The meeting also highlighted ongoing financial issues with Iran, including $13 million in payments that Pakistani exporters have had stuck in Iran for several years. The committee discussed the need for better communication between trade officers in Iran and Dubai, and for an alternative system to resolve trade disputes effectively.

“The real issues in trade with Iran lie with the State Bank of Pakistan and the FBR. We need to take a clear stand on this in our next meeting,” said Senator Anusha Rehman.

The commerce secretary said that there were several issues in the SRO related to barter trade as first is B2B arrangement and government was not involved. Secondly, there were restricted items, thirdly sanctioned items verification and fourthly valuation and guarantee. He said a holistic change will be required in the SRO.

The committee decided to constitute a sub-committee, where all stakeholders should set to gather and sort out the pending maters.

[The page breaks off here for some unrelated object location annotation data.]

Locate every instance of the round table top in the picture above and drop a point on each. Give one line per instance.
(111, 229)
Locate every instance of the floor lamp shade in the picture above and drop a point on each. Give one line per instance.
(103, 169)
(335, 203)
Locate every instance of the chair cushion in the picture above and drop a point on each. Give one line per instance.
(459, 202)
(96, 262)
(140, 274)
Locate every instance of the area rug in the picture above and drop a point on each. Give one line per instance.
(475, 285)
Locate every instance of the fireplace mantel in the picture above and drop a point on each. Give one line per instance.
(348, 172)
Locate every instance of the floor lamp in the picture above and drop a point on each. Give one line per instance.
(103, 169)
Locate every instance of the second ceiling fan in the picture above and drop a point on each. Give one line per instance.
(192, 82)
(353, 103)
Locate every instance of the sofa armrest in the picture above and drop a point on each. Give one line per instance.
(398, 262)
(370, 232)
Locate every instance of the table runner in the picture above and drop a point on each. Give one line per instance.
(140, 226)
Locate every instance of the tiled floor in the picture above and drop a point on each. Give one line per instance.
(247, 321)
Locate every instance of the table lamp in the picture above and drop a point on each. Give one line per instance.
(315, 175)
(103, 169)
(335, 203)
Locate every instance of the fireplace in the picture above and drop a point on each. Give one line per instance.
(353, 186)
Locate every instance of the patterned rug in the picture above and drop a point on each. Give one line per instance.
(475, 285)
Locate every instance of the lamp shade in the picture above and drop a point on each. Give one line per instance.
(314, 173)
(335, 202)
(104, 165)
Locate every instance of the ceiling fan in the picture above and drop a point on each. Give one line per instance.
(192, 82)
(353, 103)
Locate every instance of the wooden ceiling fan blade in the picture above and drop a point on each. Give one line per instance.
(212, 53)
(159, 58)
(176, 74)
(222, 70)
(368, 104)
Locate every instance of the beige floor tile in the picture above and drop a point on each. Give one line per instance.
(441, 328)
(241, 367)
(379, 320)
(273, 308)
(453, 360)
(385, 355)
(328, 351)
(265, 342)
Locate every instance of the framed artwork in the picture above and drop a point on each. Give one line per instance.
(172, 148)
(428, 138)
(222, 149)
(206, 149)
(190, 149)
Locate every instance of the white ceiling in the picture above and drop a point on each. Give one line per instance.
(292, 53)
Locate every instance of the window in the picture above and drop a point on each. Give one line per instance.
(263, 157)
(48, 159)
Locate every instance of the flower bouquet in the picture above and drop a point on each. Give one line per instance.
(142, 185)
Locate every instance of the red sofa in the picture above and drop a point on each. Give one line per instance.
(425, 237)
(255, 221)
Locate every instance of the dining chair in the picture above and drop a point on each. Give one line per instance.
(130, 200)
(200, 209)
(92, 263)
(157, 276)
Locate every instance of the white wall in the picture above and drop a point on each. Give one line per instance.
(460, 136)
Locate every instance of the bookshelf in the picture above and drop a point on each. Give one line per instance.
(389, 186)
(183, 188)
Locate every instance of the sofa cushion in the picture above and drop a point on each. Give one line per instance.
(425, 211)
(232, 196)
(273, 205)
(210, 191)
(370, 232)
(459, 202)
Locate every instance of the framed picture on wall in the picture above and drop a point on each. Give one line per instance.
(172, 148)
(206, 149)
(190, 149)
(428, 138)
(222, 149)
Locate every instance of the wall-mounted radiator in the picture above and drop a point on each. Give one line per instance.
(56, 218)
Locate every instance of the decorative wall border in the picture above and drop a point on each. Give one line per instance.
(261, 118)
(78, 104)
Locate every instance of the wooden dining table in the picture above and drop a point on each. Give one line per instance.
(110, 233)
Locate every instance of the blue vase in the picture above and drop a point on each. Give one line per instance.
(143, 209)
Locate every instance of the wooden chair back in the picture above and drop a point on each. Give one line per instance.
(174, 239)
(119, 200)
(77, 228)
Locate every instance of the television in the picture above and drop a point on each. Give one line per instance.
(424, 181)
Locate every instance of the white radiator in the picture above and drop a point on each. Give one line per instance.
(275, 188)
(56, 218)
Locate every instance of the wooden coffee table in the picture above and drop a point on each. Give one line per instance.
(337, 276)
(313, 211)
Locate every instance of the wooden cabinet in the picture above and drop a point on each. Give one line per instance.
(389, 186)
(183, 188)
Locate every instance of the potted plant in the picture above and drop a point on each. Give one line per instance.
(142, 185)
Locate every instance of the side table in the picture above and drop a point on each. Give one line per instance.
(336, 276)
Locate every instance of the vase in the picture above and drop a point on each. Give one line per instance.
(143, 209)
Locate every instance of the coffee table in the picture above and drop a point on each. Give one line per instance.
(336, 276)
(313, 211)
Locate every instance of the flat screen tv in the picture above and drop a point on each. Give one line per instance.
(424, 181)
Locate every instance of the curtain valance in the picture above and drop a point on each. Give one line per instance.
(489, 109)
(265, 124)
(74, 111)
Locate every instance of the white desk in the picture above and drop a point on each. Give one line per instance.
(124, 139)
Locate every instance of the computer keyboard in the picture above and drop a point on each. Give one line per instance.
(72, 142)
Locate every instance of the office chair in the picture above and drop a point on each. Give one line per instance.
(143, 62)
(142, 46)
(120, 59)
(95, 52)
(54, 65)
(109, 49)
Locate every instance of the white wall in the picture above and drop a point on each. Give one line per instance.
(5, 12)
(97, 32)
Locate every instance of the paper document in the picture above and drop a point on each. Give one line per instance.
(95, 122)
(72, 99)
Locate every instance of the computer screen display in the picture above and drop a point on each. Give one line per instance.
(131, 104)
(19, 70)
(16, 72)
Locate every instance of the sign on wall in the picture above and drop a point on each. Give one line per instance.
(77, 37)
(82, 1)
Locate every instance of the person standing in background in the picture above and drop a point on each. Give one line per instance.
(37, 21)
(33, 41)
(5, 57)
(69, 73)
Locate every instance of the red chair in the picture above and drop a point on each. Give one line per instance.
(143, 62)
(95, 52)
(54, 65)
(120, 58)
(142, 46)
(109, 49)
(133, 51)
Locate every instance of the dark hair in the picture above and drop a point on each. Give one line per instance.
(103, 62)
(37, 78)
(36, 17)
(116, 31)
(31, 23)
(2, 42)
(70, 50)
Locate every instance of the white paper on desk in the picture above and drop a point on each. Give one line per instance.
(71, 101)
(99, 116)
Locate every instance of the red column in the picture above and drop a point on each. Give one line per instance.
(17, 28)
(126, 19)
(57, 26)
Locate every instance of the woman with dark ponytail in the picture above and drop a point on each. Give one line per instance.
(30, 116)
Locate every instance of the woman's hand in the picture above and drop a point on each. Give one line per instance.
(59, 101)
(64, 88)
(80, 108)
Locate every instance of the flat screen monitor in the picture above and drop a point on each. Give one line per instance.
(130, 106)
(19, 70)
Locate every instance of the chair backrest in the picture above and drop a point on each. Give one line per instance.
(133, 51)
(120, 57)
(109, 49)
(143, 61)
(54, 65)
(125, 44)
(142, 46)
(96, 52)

The committee was also briefed on Strategic Trade Policy Framework (STPF). Secretary Commerce informed that presently, STPF 2020-25 is in place, which will expire in June 2025. The Ministry of Commerce (MoC) has initiated consultations with the Sectoral Councils and has initially identified pharmaceuticals, chemicals, gemstones, engineering goods, processed food and footwear sectors to prioritise the policy interventions in the upcoming STPF. Furthermore, MoC has also been working with the international development partners to assist in identification of futuristic products in agro food sector; non-textile and non-agro sector, for the mainstream consumer segment in export markets. These new products/ sectors will also be analysed with focus on adopting greening technology to counter any possible compliance related regimes of our major global markets, particularly covering the aspects of climate resilience, circularity and sustainability.

Simultaneously, the MoC has initiated a comprehensive performance assessment of the STPF 2020-25. The assessment will include the factors that have contributed to the success of initiatives envisaged under it, as well as, an analysis of shortcomings accompanied with underlying reasons. This assessment will assist in formulation of the upcoming STPF. A draft of upcoming STPF will be formulated and MoC will share and present the draft with different forums for seeking valuable inputs to further refine it before submitting it to the Cabinet for approval.

The secretary said that National Export Development Board (NEDB) is envisaged under STPF to act as cross functional monitoring and oversight mechanism of the highest level, with the prime minister as its chair. The board comprises senior public and private stakeholders including federal ministers, provincial chief ministers, trade bodies, and sectoral representatives.